Often these relationships appear significant enough to be called conflicts of interest were the people who had them communicating about health policy in a venue that requires conflict of interest disclosure, like a major medical journal. One candidate until very recently was on the board of directors of a for-profit hospital corporation, and hence had a fiduciary duty to that company and its stock-holders. One candidate until very recently ran a health care consulting company whose clients included major drug, device, and insurance companies. One candidate previously was on the board of a medical device company. One candidate's spouse previously was a top executive of a academic medical center and hospital system.
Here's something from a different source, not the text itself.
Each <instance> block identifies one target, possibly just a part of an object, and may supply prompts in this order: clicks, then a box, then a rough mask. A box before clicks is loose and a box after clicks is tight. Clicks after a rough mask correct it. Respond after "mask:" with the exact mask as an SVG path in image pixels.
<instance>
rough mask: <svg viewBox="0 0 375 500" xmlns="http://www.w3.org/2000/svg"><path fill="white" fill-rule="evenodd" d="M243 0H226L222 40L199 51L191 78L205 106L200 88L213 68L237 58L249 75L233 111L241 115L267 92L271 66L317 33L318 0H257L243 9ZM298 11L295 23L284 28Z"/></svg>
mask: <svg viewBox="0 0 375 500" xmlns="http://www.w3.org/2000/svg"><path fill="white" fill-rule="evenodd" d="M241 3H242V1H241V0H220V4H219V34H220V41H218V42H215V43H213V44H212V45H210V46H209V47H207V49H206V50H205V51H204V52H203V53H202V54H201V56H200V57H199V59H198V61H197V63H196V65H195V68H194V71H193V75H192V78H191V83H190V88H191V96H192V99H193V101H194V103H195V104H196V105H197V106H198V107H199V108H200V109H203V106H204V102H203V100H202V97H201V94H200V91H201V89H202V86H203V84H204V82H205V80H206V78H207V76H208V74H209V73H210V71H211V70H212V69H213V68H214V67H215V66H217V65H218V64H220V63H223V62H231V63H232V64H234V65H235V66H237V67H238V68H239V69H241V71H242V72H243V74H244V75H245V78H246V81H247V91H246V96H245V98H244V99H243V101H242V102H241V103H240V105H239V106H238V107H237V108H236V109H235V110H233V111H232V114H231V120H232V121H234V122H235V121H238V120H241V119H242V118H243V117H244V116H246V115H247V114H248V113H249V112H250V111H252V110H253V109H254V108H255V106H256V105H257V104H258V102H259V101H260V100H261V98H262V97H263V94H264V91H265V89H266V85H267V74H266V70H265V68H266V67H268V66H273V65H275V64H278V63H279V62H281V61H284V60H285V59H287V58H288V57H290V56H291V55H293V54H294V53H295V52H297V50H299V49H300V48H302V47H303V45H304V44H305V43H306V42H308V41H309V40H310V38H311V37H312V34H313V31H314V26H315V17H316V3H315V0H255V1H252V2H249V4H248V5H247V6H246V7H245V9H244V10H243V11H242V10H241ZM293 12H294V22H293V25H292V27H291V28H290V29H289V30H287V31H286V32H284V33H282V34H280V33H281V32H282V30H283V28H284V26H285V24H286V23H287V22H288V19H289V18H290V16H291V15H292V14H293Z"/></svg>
While the current candidates may now now be writing articles for medical or health care policy journals, by virtue of their candidacies they now receive enormous attention. Anything they say about health care policy is likely to be influential. Yet there is reason to be concerned that many of their views on health policy were influenced by their financial relationships. In particular, would a candidate who at one time got a major part of his or his family's livelihood from a big health care organization be likely to strongly challenge the status quo that allowed that organization to prosper?
In my humble opinion, there needs to be complete reconsideration of how health care policy is made. In particular, we must define how much of the discussion is driven by vested economic interests, and make sure such interests and their relationship to those in the discussion becomes clear. It is just as important for health policy analysts, pundits, and decision-makers to disclose in detail their conflicts of interest as it is for clinical researchers and educators. Maybe the Institute of Medicine would be willing to take up this issue as they took up conflicts of interest affecting research and education.